I am not, by the way, happy about this, but I've also spent essentially a lifetime (minus maybe 13-14 years at the beginning) having all the surprise on this particular issue knocked out of me.

[hackinthebochs]

Sure, companies won't air gap willingly. But legislation can fix that. I see no reason why this world (or this country) is one where such legislation necessarily cannot happen.

[ziddoap]

It's really a shame that a (relatively easy to implement) solution exists to a problem, that could potentially save lives in this case, should be left to the wayside and a new solution needs to be invented. Which, that solution may also not be implemented.

I guess I have a little bit of surprise left in me on this issue.

[closeparen]

It's not a solution, it's a layer. Vulnerabilities still matter behind an airgap. A hospital is a large, semi-public facility. Patients are left alone in their rooms with network drops. There are legitimate business needs to transfer records in from and out to other institutions; who's to say they can't contain exploit payloads? There are contractors, vendors, and high-turnover low-skilled staff circulating every day. And even if there weren't, if you've been thinking of the airgap as a "solution" and not keeping up with patches, the first person to cross will have a ridiculously easy time with whatever's inside.

It's good to raise the bar from drive-by internet strangers to people and organizations willing to take mild physical risks, but it's not a panacea.

[ziddoap]

I suppose I could have been more precise in my wording, and clarified that I see it as a solution to a piece of the puzzle. Indeed, you do word it better in saying it is a layer. I agree. It is a solution to facet of a problem which exists at a certain layer.

I don't quite know how my comment led you to believe that I think airgapping is a pancea which solves all the existing computer woes in the world.

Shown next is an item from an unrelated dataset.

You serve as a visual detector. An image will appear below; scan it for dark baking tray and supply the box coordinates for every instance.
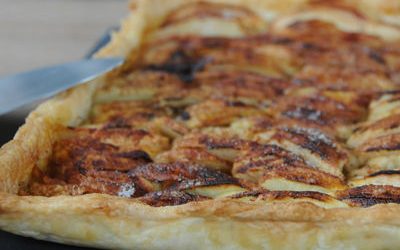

I certainly don't think, and didn't intend to imply, that airgapping removes the risk from contractors or a reason to not keep up on patches. Again, I'm confused how you reached that conclusion based on my comment.

[aptwebapps]

Unless the person you're replying to thinks you are personally currently maintaining such equipment, that's a general 'you'.

"And even if there weren't, if you've been thinking of the airgap as a "solution" and not keeping up with patches, ..."

Nobody here is going to say airgap and done, but out in the wild they will certainly deprioritize updates on airgapped equipment.

[ziddoap]

Well I mean, I said it's a solution. They said it is not a solution, a direct response to what I specifically had said, and followed by directly responding to the rest of my statement. The entire comment seems to be directed at what I said, hinging off my use of "solution".

Perhaps the 'you' was intended to be generalized. I interpreted as directed at me, since the entirety of the comment is directed at me. Maybe I'm mistaken.

The joys of trying to have meaningful conversations over text.

[closeparen]

If it’s a solution, legislation should just require it. If it’s one of many possible security controls that will each help a bit, we might need more nuanced and local decision making.